In a recent interview about their book The Education of Brett Kavanaugh: An Investigation, New York Times reporters Robin Pogrebin and Kate Kelly alleged that the Supreme Court justice agreed to sit for an interview if they would assert in their book that he had not spoken with him. They declined.
I make no judgments about the book—which I have not read–the reporters, or Justice Kavanaugh. But I bring up the conundrum the reporters faced partly because it has come up repeatedly in my 40 years as a journalist, and partly because a similar dilemma provides a key plot twist in my forthcoming book, PURGATORY BAY.
Dealing with anonymous sources is a perilous business, one best avoided where one can. One of the tricks I saw employed by reporters—including me, I’m chagrined to admit, in my early years—was to interview a key source at length, use what she said in a story, and include a line saying she “declined to comment.” Which, of course, is bullshit, or to put a finer point on it, a lie to the readers. At The Wall Street Journal, if ethics czar Barney Calame caught you doing it, you were in big trouble. Still, reporters got away with it, rationalizing that what the source provided to readers was worth the minor dissembling of saying they didn’t “comment,” since, in fact, they had not commented publicly. Also bullshit.

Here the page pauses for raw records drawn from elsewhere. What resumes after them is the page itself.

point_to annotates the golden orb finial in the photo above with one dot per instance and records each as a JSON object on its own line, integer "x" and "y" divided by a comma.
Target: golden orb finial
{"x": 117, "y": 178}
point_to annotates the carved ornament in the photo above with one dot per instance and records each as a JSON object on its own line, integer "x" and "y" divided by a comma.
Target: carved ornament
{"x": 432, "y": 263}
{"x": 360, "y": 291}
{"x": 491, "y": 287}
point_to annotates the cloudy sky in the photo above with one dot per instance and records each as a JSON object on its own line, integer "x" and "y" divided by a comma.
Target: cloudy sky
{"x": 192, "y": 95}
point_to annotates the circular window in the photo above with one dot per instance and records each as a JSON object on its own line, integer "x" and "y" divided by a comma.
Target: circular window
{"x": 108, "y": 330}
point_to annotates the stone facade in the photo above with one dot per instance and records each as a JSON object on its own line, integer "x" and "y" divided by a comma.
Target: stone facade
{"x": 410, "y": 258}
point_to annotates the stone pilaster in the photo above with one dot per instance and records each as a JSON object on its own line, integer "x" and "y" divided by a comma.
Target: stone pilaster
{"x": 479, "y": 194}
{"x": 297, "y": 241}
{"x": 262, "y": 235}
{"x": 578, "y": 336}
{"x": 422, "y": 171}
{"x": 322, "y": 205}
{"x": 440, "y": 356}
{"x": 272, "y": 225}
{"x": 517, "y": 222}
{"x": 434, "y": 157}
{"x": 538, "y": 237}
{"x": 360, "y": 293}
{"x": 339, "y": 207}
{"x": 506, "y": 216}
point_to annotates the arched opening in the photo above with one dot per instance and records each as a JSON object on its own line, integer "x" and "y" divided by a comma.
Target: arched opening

In PURGATORY BAY, this sort of rationalization comes back to haunt former Detroit Times reporter Michaela “Mikey” Deming in a much more dangerous way than Barney Calame ever would have threatened. Without giving too much away, I’ll just say that the lure of a byline on a story that might win prizes, coupled with a bullying editor who also covets those prizes, leads Mikey astray. An award-winning novelist and journalist who read the book assessed Mikey’s situation this way in an email: “We’ve all been there, when you or the desk spins a story a certain way and you think, uh, correct but not true, or something of the sort. And then the agony, which you learn to ignore, about the effect your copy might have on people within, and how ignoring that makes you feel just a little less human.” My character, Mikey, stands to pay an actual physical and emotional price for her own such deal with the devil.